Mauritania se independizó de Francia el 28 de noviembre de 1960 y, desde entonces, el poder político, económico y militar ha estado en manos de los “baidán”, etnias arabobereberes que constituyen aproximadamente un tercio de la población (los otros dos tercios son los harratines y los negroafricanos del valle del Senegal).

Fundada hace unos años, la Carta de los Derechos Políticos, Sociales y Económicos de los Harratines es un movimiento pacífico que reivindica los derechos de los descendientes de los antiguos esclavos ante las autoridades y trata de sensibilizar a la opinión pública.

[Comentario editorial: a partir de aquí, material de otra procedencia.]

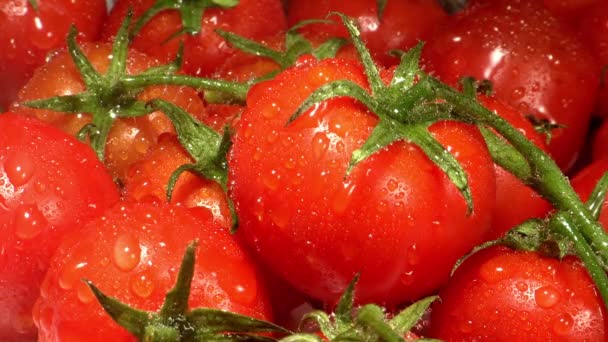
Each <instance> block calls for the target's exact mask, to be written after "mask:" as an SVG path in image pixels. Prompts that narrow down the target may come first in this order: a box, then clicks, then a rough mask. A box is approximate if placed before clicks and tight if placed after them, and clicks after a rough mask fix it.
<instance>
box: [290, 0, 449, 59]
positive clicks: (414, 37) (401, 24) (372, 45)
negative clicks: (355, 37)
mask: <svg viewBox="0 0 608 342" xmlns="http://www.w3.org/2000/svg"><path fill="white" fill-rule="evenodd" d="M330 12H341V13H344V14H346V15H348V16H350V17H353V18H356V19H357V22H358V24H359V27H360V30H361V38H362V39H363V41H364V42H365V43H366V45H367V47H368V48H369V49H370V51H371V52H372V55H373V56H374V58H375V59H376V60H378V61H380V62H381V63H382V64H384V65H386V66H388V65H393V64H397V62H398V61H399V60H398V59H397V58H395V57H391V56H389V55H388V53H389V52H390V51H391V50H408V49H409V48H412V47H414V46H415V45H416V44H417V43H418V41H419V40H428V39H429V38H431V37H432V35H433V33H434V31H435V29H436V28H437V27H438V26H439V25H440V24H442V23H443V22H444V21H445V20H446V19H447V14H446V13H445V12H444V11H443V9H442V8H441V6H439V4H438V2H437V1H435V0H400V1H395V0H390V1H387V5H386V8H385V10H384V14H383V16H382V19H381V20H378V11H377V1H376V0H350V1H343V0H309V1H290V2H289V6H288V10H287V21H288V24H289V26H292V25H295V24H297V23H298V22H300V21H302V20H305V19H324V18H325V17H326V16H327V15H328V14H329V13H330ZM301 31H303V32H325V33H327V35H328V36H333V37H336V36H338V37H345V38H348V37H349V36H348V32H347V31H346V29H345V28H344V26H343V25H342V24H341V23H340V21H339V20H336V24H335V25H325V24H318V25H317V24H315V25H307V26H305V27H303V28H302V29H301Z"/></svg>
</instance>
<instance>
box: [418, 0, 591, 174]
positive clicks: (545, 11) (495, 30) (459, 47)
mask: <svg viewBox="0 0 608 342" xmlns="http://www.w3.org/2000/svg"><path fill="white" fill-rule="evenodd" d="M423 59H424V60H425V62H426V63H427V67H428V71H429V72H432V73H434V74H435V75H436V76H438V77H439V78H440V79H441V80H443V81H444V82H447V83H449V84H453V85H456V84H458V81H459V79H460V78H461V77H464V76H473V77H475V78H477V79H489V80H490V81H492V82H493V84H494V90H495V91H496V95H497V96H498V97H499V98H500V99H502V100H503V101H505V102H507V103H509V104H511V105H513V106H514V107H516V108H517V109H518V110H519V111H521V112H523V113H525V114H533V115H535V116H537V117H539V118H544V119H547V120H548V121H549V122H555V123H557V124H560V125H563V126H564V127H563V128H557V129H554V130H553V131H552V140H551V142H550V144H549V152H550V153H551V155H552V156H553V158H554V159H555V160H556V161H557V163H558V164H559V166H560V167H561V168H562V169H565V170H567V169H568V168H570V167H571V166H572V165H573V163H574V162H575V161H576V159H577V157H578V154H579V152H580V149H581V147H582V144H583V142H584V140H585V136H586V133H587V128H588V124H589V120H590V118H591V112H592V111H593V107H594V102H595V100H596V94H597V89H598V85H599V75H600V68H599V64H598V63H597V61H596V60H595V58H594V57H593V55H592V53H591V51H589V49H588V48H587V46H586V45H585V44H584V43H583V42H582V41H581V40H580V38H579V37H578V36H577V35H576V34H575V33H574V32H573V31H570V30H569V29H568V28H567V27H566V26H565V25H564V24H563V23H561V22H560V21H559V20H558V19H557V18H555V17H553V16H552V15H551V13H550V12H548V11H547V10H546V9H544V8H543V7H542V5H541V4H539V3H538V2H535V1H528V0H512V1H507V0H499V1H487V0H478V1H475V2H474V3H473V4H472V5H471V6H470V8H468V9H467V10H465V11H463V12H461V13H459V14H457V15H455V16H453V17H452V18H451V19H450V22H449V23H448V24H447V25H446V26H445V27H444V29H442V31H441V32H439V33H437V35H435V36H434V37H433V39H432V40H430V41H429V43H428V44H427V45H426V46H425V50H424V52H423Z"/></svg>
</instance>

En su comunicado, el movimiento llamó a las fuerzas nacionales a que “se preocupan por la seguridad y los intereses de Mauritania” y pongan fin a la “trágica” situación de los harratines.

Asimismo, consideró que la ausencia de una equidad social duradera y una distribución justa de la riqueza hace que la celebración del Día de la Independencia sea un “evento incompleto” y denunció a aquellos que continúan monopolizando los recursos de Mauritania, pero sin citarlos expresamente.

La esclavitud fue oficialmente abolida en 1980 en Mauritania y castigada como delito en 2007; sin embargo, su persistencia llevó a su recalificación como “delito imprescriptible” y “crimen contra la Humanidad” en 2015.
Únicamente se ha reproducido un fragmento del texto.